8/10
The great Richard Burton performance no one saw...
16 July 2000
It seems to me as though no one remembers this film. In fact, I think that it would be fair to say that I wouldn't have become intrigued enough by it to finally rent if I hadn't seen just the briefest of clips of it on an ABC news broadcast. When I think about it, I realize why should anyone remember it? This was made during the Golden Age of Bond, which this film acts as a dark mirror to. More's the pity, actually, as this was one of Richard Burton's finest performances.

Burton is cast as Alex Leamas, a nerve-dead, aged secret operative operating out of West Berlin. After a routine assignment goes awry, Leamas is sent home and out of the service. He struggles to try to live a normal, average life as a librarian's assistant, but he can't make it work for him (something that is not helped by his chronic alcoholism). This fact is made forcefully clear when he winds up beating a local grocer and is sentenced to jail time. Slowly but surely, he allows himself to be pulled back into the Cold War he operated in, not suspecting or maybe not even caring that his superiors are setting him up for a fall.

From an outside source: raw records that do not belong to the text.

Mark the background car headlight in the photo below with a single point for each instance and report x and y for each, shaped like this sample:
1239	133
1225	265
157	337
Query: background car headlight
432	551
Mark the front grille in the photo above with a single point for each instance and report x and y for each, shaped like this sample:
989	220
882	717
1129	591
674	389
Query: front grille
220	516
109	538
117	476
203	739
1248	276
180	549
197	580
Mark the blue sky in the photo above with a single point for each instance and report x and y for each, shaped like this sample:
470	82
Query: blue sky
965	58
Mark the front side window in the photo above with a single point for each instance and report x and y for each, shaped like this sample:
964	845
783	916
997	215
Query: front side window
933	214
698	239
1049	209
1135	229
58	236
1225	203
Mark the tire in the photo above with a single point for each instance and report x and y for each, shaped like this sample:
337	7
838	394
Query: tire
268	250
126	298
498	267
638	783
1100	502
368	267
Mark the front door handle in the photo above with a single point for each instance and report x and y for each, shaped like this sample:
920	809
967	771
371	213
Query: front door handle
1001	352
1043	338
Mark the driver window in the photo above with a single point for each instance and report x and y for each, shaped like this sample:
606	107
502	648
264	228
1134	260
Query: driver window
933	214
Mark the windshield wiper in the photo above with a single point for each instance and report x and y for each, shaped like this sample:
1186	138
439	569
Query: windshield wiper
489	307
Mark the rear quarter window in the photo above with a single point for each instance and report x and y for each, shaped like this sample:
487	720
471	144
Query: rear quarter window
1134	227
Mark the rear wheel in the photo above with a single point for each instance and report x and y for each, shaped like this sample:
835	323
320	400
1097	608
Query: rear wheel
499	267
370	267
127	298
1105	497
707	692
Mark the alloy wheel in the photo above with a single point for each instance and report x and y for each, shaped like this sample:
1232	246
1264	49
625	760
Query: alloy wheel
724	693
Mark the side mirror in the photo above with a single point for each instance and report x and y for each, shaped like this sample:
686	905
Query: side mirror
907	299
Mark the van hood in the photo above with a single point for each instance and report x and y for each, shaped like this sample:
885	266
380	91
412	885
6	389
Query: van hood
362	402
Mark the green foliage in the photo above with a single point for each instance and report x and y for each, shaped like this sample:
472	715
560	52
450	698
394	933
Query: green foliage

One will never mistake Alex Leamas' grey, rainy world for the sunlight universe of James Bond. It offers what is probably the ugliest depiction of the Great Game on film: drunkards, ex-Nazis, Jews, and die-hard Communists swimming like sharks through a fish pond, all of them devouring any who get in their way. None have any more than lip-service loyalty to their fellow operatives, their countries, or maybe even their own ideologies. At it's center stands Burton, playing Leamas as a walking dead man, festering with hate, resentment, and cynicism at the system that eventually sends him into the gutter. His devastating parked car monologue alone is worth the price of renting this one from the local video store.

It's bitter cynic tone may have been the film's undoing; rarely have I seen a film so downbeat in it's depiction of humanity. Still, it is not one that deserves to be forgotten.